Monday, June 27, 2016

Art, Books and Connections

The last few years I have been reading business, entrepreneur, psychology, leadership and education books almost exclusively.  Daniel Pink, Seth Godin, Robert Cialdini, Sir Kenneth Robinson, Malcolm Gladwell are among the many different authors whose books I have explored.

With each book I read, I start by putting a 4 x 6 inch post it note inside the front cover to keep track of interesting words, concepts, people, websites and books as I read.  I also take notes in the books and use colored coded post-its to mark the pages.  For whatever reason, I use orange to mark ordinary notes. I feel they are the ones I want to be able to refer to later, but are not mind blowing.  I use yellow for the mind blowing ideas.  Pink are specific quotes I want to be able to use in the future and blue indicates connections between ideas. 

Before I started to use different colors, I noticed that many authors refer to each other's books or at least to the same books during their discussion of ideas.  In fact, it happened often enough for me to specifically mark those incidents.   
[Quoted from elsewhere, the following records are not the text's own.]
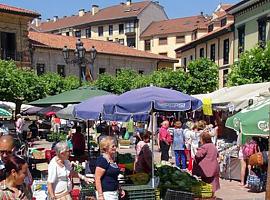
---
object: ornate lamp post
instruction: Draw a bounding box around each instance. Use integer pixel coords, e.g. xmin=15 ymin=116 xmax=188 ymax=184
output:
xmin=62 ymin=38 xmax=97 ymax=86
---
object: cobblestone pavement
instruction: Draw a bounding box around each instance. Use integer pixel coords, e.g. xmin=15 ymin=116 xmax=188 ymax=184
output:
xmin=34 ymin=140 xmax=265 ymax=200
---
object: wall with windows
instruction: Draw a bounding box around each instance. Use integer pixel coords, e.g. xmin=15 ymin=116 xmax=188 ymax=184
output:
xmin=234 ymin=0 xmax=270 ymax=60
xmin=30 ymin=47 xmax=173 ymax=79
xmin=0 ymin=12 xmax=32 ymax=67
xmin=181 ymin=32 xmax=234 ymax=87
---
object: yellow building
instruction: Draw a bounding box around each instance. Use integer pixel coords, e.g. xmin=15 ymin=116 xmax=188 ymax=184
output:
xmin=31 ymin=0 xmax=168 ymax=49
xmin=175 ymin=5 xmax=234 ymax=87
xmin=140 ymin=14 xmax=209 ymax=69
xmin=0 ymin=4 xmax=40 ymax=67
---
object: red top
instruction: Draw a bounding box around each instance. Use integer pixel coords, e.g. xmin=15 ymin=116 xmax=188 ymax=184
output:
xmin=72 ymin=133 xmax=85 ymax=151
xmin=159 ymin=126 xmax=172 ymax=144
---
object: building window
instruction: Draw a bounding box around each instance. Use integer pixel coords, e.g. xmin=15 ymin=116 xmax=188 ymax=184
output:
xmin=144 ymin=40 xmax=151 ymax=51
xmin=183 ymin=58 xmax=187 ymax=71
xmin=258 ymin=19 xmax=266 ymax=47
xmin=238 ymin=26 xmax=245 ymax=57
xmin=159 ymin=52 xmax=168 ymax=56
xmin=210 ymin=44 xmax=216 ymax=62
xmin=85 ymin=27 xmax=91 ymax=38
xmin=37 ymin=63 xmax=45 ymax=76
xmin=109 ymin=25 xmax=113 ymax=35
xmin=208 ymin=24 xmax=214 ymax=32
xmin=0 ymin=32 xmax=16 ymax=60
xmin=220 ymin=18 xmax=227 ymax=27
xmin=126 ymin=22 xmax=135 ymax=33
xmin=176 ymin=51 xmax=181 ymax=58
xmin=118 ymin=39 xmax=125 ymax=45
xmin=176 ymin=35 xmax=185 ymax=43
xmin=200 ymin=48 xmax=204 ymax=58
xmin=98 ymin=26 xmax=103 ymax=36
xmin=223 ymin=69 xmax=229 ymax=87
xmin=127 ymin=37 xmax=136 ymax=47
xmin=75 ymin=31 xmax=82 ymax=37
xmin=119 ymin=24 xmax=124 ymax=34
xmin=158 ymin=37 xmax=167 ymax=45
xmin=57 ymin=65 xmax=66 ymax=77
xmin=223 ymin=39 xmax=230 ymax=65
xmin=98 ymin=68 xmax=106 ymax=74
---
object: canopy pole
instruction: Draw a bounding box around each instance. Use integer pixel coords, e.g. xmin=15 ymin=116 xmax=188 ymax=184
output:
xmin=151 ymin=110 xmax=155 ymax=188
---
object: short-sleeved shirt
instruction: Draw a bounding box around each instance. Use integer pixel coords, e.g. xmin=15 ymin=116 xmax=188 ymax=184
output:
xmin=96 ymin=156 xmax=120 ymax=192
xmin=48 ymin=156 xmax=72 ymax=193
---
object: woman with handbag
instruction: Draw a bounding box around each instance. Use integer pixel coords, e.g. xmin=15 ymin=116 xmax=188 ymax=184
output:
xmin=192 ymin=131 xmax=220 ymax=195
xmin=48 ymin=142 xmax=93 ymax=200
xmin=95 ymin=136 xmax=125 ymax=200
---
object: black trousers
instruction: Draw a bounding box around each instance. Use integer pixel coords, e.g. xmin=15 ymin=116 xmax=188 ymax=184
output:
xmin=160 ymin=141 xmax=170 ymax=161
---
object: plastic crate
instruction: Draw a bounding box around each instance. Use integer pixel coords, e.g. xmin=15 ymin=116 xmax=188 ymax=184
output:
xmin=122 ymin=185 xmax=155 ymax=200
xmin=165 ymin=189 xmax=194 ymax=200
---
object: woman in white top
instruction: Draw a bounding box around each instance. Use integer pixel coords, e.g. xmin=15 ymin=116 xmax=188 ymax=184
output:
xmin=48 ymin=142 xmax=93 ymax=200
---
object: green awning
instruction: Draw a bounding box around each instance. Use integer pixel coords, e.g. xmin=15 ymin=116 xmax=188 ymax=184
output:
xmin=29 ymin=87 xmax=111 ymax=106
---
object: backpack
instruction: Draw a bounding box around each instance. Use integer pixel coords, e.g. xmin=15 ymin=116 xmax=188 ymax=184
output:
xmin=243 ymin=140 xmax=258 ymax=157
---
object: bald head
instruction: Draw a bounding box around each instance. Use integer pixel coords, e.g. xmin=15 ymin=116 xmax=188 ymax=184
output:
xmin=0 ymin=135 xmax=14 ymax=157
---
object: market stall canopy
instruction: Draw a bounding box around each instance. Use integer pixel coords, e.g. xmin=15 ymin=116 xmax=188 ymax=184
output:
xmin=74 ymin=94 xmax=117 ymax=120
xmin=21 ymin=106 xmax=43 ymax=115
xmin=37 ymin=106 xmax=63 ymax=116
xmin=225 ymin=97 xmax=270 ymax=136
xmin=56 ymin=104 xmax=76 ymax=120
xmin=104 ymin=86 xmax=202 ymax=121
xmin=0 ymin=108 xmax=12 ymax=117
xmin=29 ymin=87 xmax=110 ymax=106
xmin=193 ymin=82 xmax=270 ymax=111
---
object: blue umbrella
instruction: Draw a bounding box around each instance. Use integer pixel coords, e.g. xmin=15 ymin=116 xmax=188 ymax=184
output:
xmin=104 ymin=86 xmax=202 ymax=121
xmin=74 ymin=95 xmax=117 ymax=120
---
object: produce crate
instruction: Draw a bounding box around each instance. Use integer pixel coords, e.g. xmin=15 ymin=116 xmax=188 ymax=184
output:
xmin=122 ymin=185 xmax=155 ymax=200
xmin=165 ymin=189 xmax=194 ymax=200
xmin=191 ymin=182 xmax=213 ymax=198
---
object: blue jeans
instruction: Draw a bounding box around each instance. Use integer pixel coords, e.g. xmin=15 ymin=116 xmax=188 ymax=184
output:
xmin=174 ymin=150 xmax=187 ymax=169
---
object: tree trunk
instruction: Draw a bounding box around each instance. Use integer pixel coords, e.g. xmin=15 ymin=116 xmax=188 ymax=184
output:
xmin=15 ymin=101 xmax=22 ymax=116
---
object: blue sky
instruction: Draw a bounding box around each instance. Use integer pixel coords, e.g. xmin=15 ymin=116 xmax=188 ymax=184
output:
xmin=0 ymin=0 xmax=240 ymax=20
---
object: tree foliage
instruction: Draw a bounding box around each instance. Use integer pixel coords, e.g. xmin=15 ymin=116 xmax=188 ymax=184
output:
xmin=228 ymin=44 xmax=270 ymax=86
xmin=186 ymin=58 xmax=218 ymax=94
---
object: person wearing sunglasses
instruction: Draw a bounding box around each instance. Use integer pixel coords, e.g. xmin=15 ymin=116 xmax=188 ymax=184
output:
xmin=95 ymin=136 xmax=125 ymax=200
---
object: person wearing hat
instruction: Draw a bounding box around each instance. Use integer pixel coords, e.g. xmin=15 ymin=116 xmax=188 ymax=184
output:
xmin=173 ymin=121 xmax=186 ymax=169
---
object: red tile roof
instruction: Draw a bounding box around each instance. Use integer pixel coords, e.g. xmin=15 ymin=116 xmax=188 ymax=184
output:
xmin=28 ymin=31 xmax=178 ymax=63
xmin=175 ymin=22 xmax=234 ymax=52
xmin=34 ymin=1 xmax=152 ymax=32
xmin=141 ymin=15 xmax=208 ymax=37
xmin=0 ymin=4 xmax=40 ymax=17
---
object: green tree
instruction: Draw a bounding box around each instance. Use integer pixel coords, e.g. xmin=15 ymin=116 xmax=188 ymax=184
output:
xmin=186 ymin=58 xmax=218 ymax=94
xmin=0 ymin=60 xmax=46 ymax=113
xmin=228 ymin=44 xmax=270 ymax=86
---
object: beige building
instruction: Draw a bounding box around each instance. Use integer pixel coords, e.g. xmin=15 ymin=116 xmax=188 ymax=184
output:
xmin=0 ymin=4 xmax=40 ymax=67
xmin=175 ymin=5 xmax=234 ymax=87
xmin=140 ymin=14 xmax=209 ymax=69
xmin=29 ymin=31 xmax=177 ymax=79
xmin=31 ymin=0 xmax=168 ymax=49
xmin=228 ymin=0 xmax=270 ymax=60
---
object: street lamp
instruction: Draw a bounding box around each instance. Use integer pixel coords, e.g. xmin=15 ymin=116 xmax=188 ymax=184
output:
xmin=62 ymin=38 xmax=97 ymax=86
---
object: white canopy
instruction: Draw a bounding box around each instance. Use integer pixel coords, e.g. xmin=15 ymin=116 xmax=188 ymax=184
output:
xmin=193 ymin=82 xmax=270 ymax=111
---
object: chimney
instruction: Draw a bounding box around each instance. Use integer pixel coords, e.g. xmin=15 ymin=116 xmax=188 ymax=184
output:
xmin=34 ymin=17 xmax=41 ymax=27
xmin=92 ymin=5 xmax=99 ymax=15
xmin=79 ymin=9 xmax=84 ymax=17
xmin=126 ymin=0 xmax=131 ymax=6
xmin=53 ymin=16 xmax=58 ymax=22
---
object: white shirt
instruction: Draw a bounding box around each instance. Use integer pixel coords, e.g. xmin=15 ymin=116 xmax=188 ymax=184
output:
xmin=48 ymin=156 xmax=72 ymax=193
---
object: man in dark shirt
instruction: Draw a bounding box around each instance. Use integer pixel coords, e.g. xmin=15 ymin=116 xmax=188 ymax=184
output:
xmin=72 ymin=126 xmax=85 ymax=156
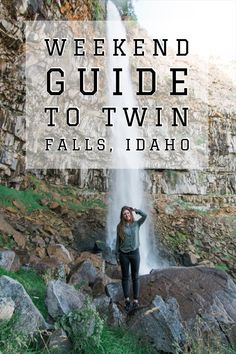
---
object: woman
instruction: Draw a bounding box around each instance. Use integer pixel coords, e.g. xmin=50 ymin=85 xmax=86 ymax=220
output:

One of the things I have long thought is, with all of the connections between books I have read, is there a theme that winds through all of them that ties them together?  

Today as I was doing my Austin Kleon Steal Like an Artist Journal, I chose one which is an unlabeled web. with the instructions "Start in the Middle."  For lack of a better term at the time, I chose "Art" as my central word. I am using the definition of art I derived from reading Steven Pressfield's book The War of Art. To me Pressfield is saying that art is beauty created through someone pursuing their passion.

After I chose my word, I started placing names of authors and books I have read in the last few years in the circles in the web.  Unfortunately, the names I put in the list do not always come from the circle which precedes it. I think my best bet is to take my books and go into an empty room and examine the blue post its to attempt to determine which books inspired the others and how they fit together. Possibly then I will finally be able to create  a singular idea that each book explored to some level.